PUBLIC WORK
School Sculptures
We’ve divided school sculptures into 3 catagories – big steel sculptures – which might have mosaic and concrete elements (which will be seen under mosaic), Mosaic, ceramic and cement sculptures, and other sculptures, which includes images of consultation, voting and workshops . We haven’t included descriptions of each project individually, because, although each sculpture is discreet, the way we work is the same, depending of a few deciding factors:
Firstly where the school want the children to be very hands-on
- this means that we can't use welding etc (although Pete did once hire a container to weld in, so the children could watch) - so this means a medium like mosaic or ceramic.
The advantage of this method is that the pupils make the sculpture - but it is very time consuming, lots has to happen ‘off-site’ (ie in our workshops) and is therefore expensive.

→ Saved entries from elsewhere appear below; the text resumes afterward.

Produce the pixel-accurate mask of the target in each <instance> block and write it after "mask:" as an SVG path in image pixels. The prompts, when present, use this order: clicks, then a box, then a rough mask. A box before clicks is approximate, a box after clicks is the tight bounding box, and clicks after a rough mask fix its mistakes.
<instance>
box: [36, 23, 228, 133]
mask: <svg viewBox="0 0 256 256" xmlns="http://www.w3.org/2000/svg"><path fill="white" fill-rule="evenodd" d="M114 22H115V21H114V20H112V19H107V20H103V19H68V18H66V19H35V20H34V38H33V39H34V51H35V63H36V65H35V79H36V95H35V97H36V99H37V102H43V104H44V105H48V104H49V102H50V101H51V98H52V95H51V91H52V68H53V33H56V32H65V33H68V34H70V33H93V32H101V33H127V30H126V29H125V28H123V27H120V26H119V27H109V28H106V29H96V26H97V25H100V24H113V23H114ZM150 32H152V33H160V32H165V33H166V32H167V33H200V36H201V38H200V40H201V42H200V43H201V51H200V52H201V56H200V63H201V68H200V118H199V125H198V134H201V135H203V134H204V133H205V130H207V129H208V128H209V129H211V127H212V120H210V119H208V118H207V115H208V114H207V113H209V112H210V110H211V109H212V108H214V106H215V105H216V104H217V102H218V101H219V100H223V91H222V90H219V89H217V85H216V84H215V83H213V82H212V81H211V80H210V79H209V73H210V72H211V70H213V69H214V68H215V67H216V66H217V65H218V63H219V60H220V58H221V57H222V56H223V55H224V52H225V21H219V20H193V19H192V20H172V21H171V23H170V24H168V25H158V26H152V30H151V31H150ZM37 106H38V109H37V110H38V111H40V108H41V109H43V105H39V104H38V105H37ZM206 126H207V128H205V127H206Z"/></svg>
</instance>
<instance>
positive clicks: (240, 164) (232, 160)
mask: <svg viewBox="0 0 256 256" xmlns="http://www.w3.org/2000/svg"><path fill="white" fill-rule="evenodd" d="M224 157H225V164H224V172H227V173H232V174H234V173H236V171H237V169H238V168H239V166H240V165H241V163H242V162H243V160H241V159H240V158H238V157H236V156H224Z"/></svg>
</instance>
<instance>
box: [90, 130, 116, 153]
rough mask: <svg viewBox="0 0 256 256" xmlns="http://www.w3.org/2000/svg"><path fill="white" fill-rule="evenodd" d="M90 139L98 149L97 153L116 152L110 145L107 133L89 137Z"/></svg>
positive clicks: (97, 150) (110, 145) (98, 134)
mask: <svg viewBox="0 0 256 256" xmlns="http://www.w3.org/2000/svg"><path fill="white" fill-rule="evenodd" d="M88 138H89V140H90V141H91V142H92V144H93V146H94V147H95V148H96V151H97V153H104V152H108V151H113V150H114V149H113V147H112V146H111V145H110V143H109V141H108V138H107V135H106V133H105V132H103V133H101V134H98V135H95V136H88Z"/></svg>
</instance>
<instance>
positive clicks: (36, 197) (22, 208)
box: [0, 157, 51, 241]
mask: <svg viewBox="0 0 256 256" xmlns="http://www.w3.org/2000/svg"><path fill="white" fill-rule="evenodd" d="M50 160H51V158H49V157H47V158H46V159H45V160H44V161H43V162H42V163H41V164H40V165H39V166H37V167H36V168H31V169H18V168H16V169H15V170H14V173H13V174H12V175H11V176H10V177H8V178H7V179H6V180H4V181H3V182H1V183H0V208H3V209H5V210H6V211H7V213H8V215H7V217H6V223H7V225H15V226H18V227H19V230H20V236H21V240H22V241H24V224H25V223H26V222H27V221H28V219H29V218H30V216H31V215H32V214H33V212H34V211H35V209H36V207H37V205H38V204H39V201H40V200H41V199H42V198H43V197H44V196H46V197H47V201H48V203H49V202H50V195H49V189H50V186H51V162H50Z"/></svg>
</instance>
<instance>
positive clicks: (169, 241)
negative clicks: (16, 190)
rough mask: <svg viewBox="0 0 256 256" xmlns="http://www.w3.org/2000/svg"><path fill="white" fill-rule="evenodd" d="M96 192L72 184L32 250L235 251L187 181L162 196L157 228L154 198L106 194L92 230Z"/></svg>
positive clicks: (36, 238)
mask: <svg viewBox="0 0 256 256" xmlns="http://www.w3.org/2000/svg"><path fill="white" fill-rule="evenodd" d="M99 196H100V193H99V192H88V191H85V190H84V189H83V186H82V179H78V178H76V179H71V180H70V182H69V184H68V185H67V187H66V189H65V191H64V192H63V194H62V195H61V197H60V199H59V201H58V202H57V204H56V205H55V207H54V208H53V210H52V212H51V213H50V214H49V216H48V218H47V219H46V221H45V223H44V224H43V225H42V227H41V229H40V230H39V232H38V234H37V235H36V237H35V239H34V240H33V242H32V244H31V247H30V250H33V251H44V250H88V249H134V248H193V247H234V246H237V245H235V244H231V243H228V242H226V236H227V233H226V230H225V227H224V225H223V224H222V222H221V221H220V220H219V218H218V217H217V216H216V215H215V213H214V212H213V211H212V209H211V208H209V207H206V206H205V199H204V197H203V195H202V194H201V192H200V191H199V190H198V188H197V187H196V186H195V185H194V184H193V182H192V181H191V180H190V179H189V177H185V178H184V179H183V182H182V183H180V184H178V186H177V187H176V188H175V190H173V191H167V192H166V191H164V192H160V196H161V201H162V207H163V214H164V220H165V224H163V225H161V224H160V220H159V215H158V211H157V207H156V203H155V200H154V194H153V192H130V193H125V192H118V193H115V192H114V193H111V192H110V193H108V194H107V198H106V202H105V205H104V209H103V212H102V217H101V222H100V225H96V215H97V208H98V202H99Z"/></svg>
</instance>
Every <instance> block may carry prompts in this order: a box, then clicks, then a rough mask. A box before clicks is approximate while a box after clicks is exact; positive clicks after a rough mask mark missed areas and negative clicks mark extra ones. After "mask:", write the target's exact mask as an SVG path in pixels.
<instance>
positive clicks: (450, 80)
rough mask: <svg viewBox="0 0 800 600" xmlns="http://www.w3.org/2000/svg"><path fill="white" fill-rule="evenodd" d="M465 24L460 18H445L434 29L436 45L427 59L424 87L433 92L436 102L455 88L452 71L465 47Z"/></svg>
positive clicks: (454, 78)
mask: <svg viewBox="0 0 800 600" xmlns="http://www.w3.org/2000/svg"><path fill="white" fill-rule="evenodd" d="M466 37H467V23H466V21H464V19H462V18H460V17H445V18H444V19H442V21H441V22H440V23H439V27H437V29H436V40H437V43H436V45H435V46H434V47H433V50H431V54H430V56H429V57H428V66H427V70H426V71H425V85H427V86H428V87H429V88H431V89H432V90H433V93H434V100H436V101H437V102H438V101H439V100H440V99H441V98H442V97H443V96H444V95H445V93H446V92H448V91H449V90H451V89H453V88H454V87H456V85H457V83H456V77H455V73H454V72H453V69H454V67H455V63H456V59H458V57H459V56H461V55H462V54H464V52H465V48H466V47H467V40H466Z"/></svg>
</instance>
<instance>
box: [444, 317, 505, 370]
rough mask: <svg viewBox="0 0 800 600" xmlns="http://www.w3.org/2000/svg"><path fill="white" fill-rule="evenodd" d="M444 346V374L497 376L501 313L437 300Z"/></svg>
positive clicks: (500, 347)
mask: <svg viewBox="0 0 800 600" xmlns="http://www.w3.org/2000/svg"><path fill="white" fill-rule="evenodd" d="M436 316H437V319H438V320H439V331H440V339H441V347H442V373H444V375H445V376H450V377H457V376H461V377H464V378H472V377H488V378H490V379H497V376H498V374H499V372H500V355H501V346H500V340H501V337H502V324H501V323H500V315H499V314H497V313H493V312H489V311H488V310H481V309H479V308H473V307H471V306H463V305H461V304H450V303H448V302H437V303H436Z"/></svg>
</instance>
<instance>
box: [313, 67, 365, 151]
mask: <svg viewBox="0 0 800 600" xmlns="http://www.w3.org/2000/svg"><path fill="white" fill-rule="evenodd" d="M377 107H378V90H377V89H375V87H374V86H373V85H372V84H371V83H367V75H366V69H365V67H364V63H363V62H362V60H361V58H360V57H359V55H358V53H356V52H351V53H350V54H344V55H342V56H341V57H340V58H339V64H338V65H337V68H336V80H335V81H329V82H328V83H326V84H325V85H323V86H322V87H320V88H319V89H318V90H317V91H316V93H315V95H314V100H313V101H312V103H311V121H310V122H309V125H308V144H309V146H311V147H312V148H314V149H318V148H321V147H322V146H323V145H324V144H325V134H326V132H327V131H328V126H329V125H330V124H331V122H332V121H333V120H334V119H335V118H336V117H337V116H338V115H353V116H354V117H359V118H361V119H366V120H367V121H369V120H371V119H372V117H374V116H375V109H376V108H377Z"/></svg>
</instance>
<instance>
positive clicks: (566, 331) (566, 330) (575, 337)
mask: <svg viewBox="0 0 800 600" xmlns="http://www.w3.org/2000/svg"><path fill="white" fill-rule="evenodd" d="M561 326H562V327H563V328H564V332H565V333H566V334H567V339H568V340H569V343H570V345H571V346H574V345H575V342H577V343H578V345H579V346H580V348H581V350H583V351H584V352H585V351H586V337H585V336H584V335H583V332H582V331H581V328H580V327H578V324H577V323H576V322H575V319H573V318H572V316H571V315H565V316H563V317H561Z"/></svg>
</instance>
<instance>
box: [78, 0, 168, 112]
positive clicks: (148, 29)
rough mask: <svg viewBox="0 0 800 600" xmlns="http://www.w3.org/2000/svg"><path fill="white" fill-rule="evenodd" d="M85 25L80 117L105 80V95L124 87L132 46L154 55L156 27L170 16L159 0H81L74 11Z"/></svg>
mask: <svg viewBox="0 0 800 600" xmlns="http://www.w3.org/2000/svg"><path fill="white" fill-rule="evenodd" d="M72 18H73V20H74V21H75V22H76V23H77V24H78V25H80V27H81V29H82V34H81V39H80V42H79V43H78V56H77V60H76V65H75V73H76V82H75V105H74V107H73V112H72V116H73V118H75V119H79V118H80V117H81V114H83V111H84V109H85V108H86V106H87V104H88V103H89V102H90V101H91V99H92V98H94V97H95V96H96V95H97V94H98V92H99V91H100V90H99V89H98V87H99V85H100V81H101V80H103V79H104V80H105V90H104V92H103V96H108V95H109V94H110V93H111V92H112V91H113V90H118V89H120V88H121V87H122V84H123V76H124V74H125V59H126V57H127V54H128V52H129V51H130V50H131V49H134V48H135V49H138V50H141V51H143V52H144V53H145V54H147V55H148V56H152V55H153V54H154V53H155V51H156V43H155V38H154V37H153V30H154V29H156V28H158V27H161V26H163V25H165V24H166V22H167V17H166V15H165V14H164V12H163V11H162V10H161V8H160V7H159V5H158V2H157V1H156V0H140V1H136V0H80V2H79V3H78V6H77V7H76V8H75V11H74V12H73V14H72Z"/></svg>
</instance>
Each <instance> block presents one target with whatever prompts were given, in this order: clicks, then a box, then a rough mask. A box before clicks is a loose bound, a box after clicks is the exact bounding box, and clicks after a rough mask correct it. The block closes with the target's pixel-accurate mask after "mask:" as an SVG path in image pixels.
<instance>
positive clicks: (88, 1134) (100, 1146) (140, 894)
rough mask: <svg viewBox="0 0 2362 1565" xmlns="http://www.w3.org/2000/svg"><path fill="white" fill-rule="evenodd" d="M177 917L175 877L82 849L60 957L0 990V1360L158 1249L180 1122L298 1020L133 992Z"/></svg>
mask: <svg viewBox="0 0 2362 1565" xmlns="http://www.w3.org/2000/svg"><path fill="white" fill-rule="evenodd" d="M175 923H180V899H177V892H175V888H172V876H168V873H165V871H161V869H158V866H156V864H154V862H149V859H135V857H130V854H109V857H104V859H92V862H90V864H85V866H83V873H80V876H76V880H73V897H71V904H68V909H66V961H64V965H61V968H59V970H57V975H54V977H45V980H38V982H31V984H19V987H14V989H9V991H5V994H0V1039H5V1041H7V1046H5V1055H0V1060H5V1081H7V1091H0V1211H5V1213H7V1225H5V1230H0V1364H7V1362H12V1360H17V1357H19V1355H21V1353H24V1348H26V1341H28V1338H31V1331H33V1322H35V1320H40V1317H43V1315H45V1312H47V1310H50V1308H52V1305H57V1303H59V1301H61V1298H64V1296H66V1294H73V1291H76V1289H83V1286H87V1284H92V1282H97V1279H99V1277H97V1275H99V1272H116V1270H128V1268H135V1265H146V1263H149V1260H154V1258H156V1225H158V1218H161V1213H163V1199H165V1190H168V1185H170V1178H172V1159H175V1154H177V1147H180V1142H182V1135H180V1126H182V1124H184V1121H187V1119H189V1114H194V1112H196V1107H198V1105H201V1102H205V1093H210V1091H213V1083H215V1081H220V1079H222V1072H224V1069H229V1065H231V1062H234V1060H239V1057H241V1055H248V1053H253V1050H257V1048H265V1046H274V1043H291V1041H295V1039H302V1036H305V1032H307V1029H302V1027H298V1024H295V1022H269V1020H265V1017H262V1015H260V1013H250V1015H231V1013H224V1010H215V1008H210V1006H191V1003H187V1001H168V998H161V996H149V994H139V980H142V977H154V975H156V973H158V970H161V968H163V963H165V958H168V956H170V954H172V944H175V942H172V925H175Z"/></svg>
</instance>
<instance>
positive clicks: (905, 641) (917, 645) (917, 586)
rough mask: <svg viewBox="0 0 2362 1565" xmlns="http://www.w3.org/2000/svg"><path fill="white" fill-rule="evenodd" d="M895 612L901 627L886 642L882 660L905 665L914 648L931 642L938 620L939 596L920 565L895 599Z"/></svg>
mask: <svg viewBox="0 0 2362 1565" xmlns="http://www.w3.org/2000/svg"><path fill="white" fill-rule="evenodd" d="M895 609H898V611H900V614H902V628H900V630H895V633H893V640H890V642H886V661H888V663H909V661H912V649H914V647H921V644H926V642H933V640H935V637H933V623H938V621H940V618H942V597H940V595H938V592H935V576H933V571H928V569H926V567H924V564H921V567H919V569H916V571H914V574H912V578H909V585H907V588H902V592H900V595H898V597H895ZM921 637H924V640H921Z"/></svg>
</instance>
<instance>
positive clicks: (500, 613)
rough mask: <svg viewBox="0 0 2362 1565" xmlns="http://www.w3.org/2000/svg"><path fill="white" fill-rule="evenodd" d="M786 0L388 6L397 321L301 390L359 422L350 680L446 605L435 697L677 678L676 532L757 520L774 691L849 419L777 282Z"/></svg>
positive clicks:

Secondly where the school wants a metal sculpture - in this case we do workshops in the school so that the children can get ideas for the possible design of the sculpture. Very often we have a vote at this stage - we get the whole school to vote for the model they like the best, and this is the one made full size.
Alternatively, we work with a small group of children, or parents, and synthesize the large number of models into, say, 4 themes, and make models using elements from the originals. These (usually larger) models are then exhibited and a vote is held - and the one with the most votes wins.
This is a method we have used a lot - and it works - everyone seems to understand the democracy of the process.
Sometimes we have a combination of the 2 – where there is a big sculpture, which the school community has voted for, and there are elements which pupils can make within the sculpture – such as leaves for a tree, mosaic or concrete slabs for the plinth.
Whichever method is appropriate for each school, the important thing, we feel, is that the whole school community feels involved, and that they feel the resultant sculpture is THEIRS – done with not done to.
And always, the starting place is research – asking questions to get ideas and synthesising them. In some schools the topic is given – ie one school wanted a WWll sculpture, but not one that glorified war, so we got some veterans to come and talk to the children, and we made our workshops in school so that the children thought about the other side of a war – any war, and hence we ended up with a woman hiding under the table with her cat during a bombing raid. Another school’s research came up with an amazing story about a bomber pilot who saved the school rather than himself by not jumping out of his stricken plane and guiding it away, otherwise it would have hit the school– his name was Dudley Snooke and that sculpture shows that story. But some schools are open minded, and the children come up with ideas and themes which we vote on.